Tabel di atas memperlihatkan bahwa perumusan kebijakan dapat dilakukan melalui beberapa tahap yang berbeda namun memiliki kesamaan. Berdasarkan model-model tersebut, kita dapat merumuskan kebijakan yang dikelompokkan dalam tiga tahap : identifikasi, implementasi dan evaluasi. Setiap tahap terdiri dari beberapa langkah tahapan yang terkait. Oleh karena itu, model perumusan kebijakan dapat disebut dengan sebutan “segitiga perumusan kebijakan”. 



1.      Tahap Identifikasi
·         Identifikasi Masalah dan Kebutuhan: Tahap pengumpulan data mengenai permasalahan sosial yang dialami masyarakat serta mengidentifikasi kebutuhan-kebutuhan masyarakat yang belum terpenuhi.
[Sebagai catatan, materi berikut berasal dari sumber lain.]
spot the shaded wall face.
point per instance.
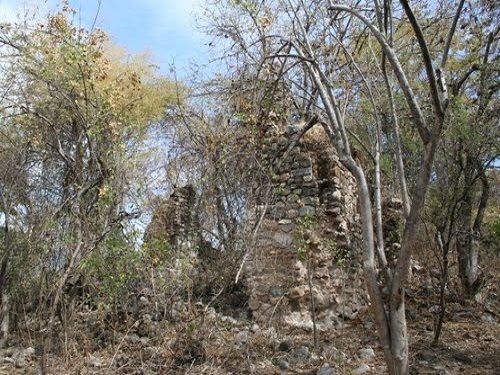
(314, 205)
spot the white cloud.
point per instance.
(170, 14)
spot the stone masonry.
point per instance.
(314, 206)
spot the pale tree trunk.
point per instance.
(5, 318)
(468, 238)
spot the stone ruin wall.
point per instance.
(309, 184)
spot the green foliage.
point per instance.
(341, 256)
(115, 267)
(302, 238)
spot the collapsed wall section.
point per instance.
(308, 238)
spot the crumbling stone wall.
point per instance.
(175, 220)
(310, 186)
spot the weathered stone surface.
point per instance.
(310, 183)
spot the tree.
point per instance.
(76, 109)
(314, 47)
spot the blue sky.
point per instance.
(166, 28)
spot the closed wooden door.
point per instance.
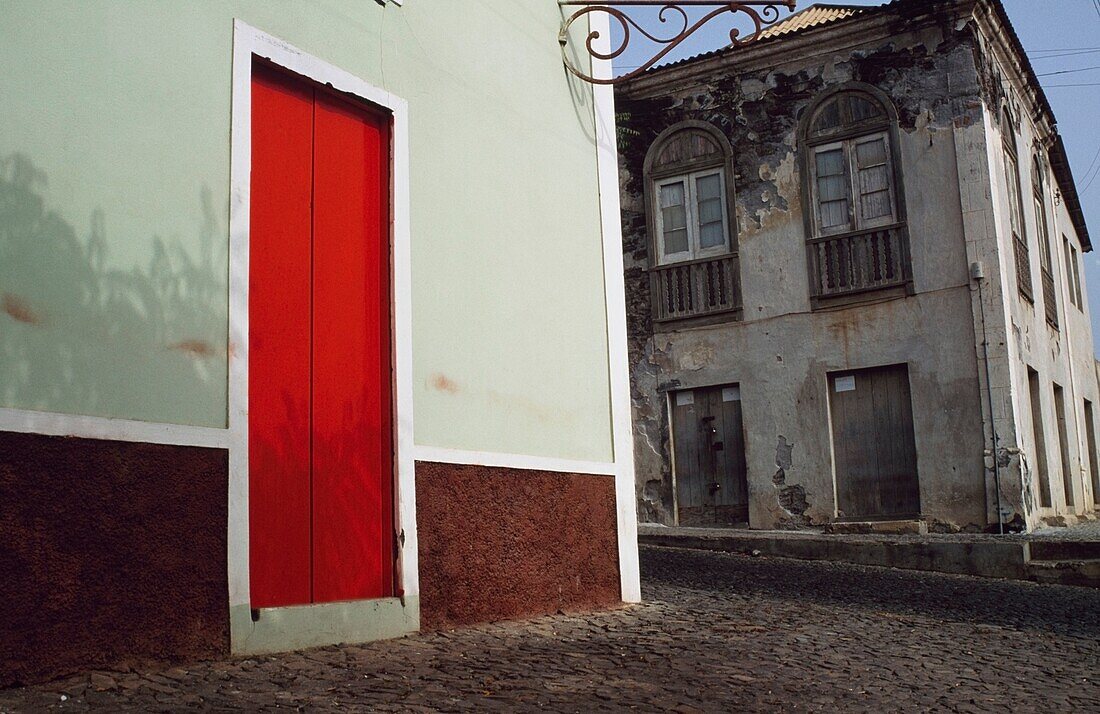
(711, 471)
(873, 443)
(320, 446)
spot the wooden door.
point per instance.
(320, 446)
(711, 472)
(873, 443)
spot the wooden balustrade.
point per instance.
(707, 286)
(859, 262)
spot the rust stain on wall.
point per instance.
(195, 348)
(19, 309)
(443, 383)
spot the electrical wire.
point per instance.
(1066, 72)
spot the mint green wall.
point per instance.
(114, 194)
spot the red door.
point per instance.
(320, 445)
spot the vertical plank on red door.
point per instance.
(278, 340)
(352, 441)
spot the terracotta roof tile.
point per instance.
(812, 17)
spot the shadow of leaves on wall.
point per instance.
(80, 337)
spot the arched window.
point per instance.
(1043, 235)
(693, 245)
(689, 186)
(1015, 204)
(854, 185)
(857, 238)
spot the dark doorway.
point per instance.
(711, 471)
(873, 443)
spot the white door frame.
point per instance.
(292, 627)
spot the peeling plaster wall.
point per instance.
(782, 350)
(1023, 337)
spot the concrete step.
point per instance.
(1066, 572)
(1065, 549)
(985, 558)
(895, 527)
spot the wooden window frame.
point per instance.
(693, 287)
(1043, 237)
(856, 222)
(695, 251)
(1018, 230)
(848, 134)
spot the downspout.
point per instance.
(977, 275)
(1069, 351)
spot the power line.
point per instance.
(1064, 54)
(1067, 72)
(1089, 169)
(1032, 52)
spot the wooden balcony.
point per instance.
(859, 262)
(696, 288)
(1023, 266)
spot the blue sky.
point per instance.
(1046, 28)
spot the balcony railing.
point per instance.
(708, 286)
(859, 262)
(1049, 303)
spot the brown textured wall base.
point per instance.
(109, 552)
(503, 542)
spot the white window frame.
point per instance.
(694, 250)
(856, 222)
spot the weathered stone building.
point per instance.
(853, 261)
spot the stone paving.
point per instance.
(718, 633)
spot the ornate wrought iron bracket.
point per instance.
(759, 12)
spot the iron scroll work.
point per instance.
(760, 13)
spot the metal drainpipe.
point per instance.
(1074, 397)
(989, 395)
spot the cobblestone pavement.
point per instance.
(718, 633)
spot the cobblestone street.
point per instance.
(717, 633)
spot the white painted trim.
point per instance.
(249, 41)
(88, 427)
(615, 292)
(513, 461)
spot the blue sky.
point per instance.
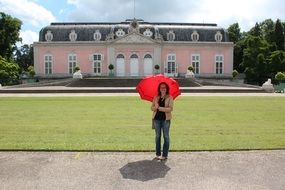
(36, 14)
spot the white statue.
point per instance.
(189, 74)
(77, 75)
(267, 86)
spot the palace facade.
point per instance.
(133, 47)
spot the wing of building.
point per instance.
(134, 48)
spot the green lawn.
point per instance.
(124, 123)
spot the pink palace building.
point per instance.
(133, 47)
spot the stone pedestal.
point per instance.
(267, 86)
(77, 75)
(189, 74)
·         Analisis Masalah dan Kebutuhan: Tahap ini yaitu memilah dan mengolah data mengenai masalah dan kebutuhan masyarakat yang selanjutnya dianalisis dan ditransformasikan kedalam laporan yang terorganisasi.
·         Penginformasian Rencana Kebijakan: Setelah ada hasil dari laporan analisis maka disusunlah rencana kebijakan yang disampaikan kepada subtansi masyarakat dan juga bisa diberitahukan kepada lembaga perwakilan rakyat untuk dibahas dan disetujui.
·         Perumusan Tujuan Kebijakan: Setelah mendapat beberapa saran dari masyarakat, maka dilakukan diskusi untuk mendapatkan alternatif kebijakan yang dari alternatif itu dianalisis kembali dan dipertajam menjadi tujuan kebijakan.
·         Pemilihan Model Kebijakan: Tahap ini digunakan untuk menentukan pendekatan, strategi, dan metode yang paling efektif dan efisien jua dimaksudkan untuk memperoleh basis ilmiah dan prinsip kebijakan sosial yang logis, sistematis, dan dapat dipertanggung jawabkan.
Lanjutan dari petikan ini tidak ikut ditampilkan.